Q2: What well-known grape became popular blending partner of Barbera as of late?

Q3: The new technique was introduced in making the wines out of Barbera in the second half of the 20th century, which helped to improved the quality of the wines. Which one do you think it was:

a. Malolactic fermentation

b. Fermentation and aging in the small oak casks

c. Carbonic maceration

d. Reverse osmosis

Q4: Wine Spectator calls wines rated in 95-100 range Classic (the highest and the most prestigious category). True or False: there are no Barbera-based wines rated in the Classic category

Q5: Fill in the blanks: Barbera typically ripens two weeks later than _____, but at the same time it is two weeks earlier than ____.

Good luck, enjoy the quiz and your weekend! Cheers!

  1. December 7, 2013 at 4:32 pm

    1. Mourvèdre/Monastrell.
    2. Nebbiolo.
    3. B.
    4. False. 1997 Barbera d’Alba Scarrone Vigna Vecchia.
    5. Dolcetto. Nebbiolo.

    • talkavino
      December 7, 2013 at 6:40 pm

      nice work! I thought you don’t like Italian wines : )

  2. December 8, 2013 at 8:58 am

    I echo Mr. “No Barbera For Me”. Can I throw in a bonus question?

    • talkavino
      December 8, 2013 at 9:00 am

      Absolutely! What is the bonus question?

      • December 8, 2013 at 9:07 am

        Outside of Asti is a place which pays homage to a man who helped with the unification of Italy, commercialization of Italy’s wine industry, and houses the first regional enoteca in the Piedmont region. Name it.

        • talkavino
          December 8, 2013 at 1:29 pm

          Thia was an excellent bonus question, Alissa! I will need to think about incorporating something like that in the quizzes. So the person in your question is Camillo Paolo Filippo Giulio Benso, Count of Cavour, and the place is Grinzane Cavour, a castle where the The Cavour Regional Enoteca is located. Have you being there?

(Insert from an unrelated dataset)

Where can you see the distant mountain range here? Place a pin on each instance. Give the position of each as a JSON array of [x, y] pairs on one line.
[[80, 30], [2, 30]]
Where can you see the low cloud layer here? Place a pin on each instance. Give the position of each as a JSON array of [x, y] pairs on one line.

        • December 8, 2013 at 2:27 pm

          It is! And yes. Our last hurrah before having children was planes, trains, and automobiles through the Mid to Northern Italy. I’ll see if I can dig up some pics for you.

        • talkavino
          December 8, 2013 at 5:45 pm

          Sounds good, but you should make a post out of it!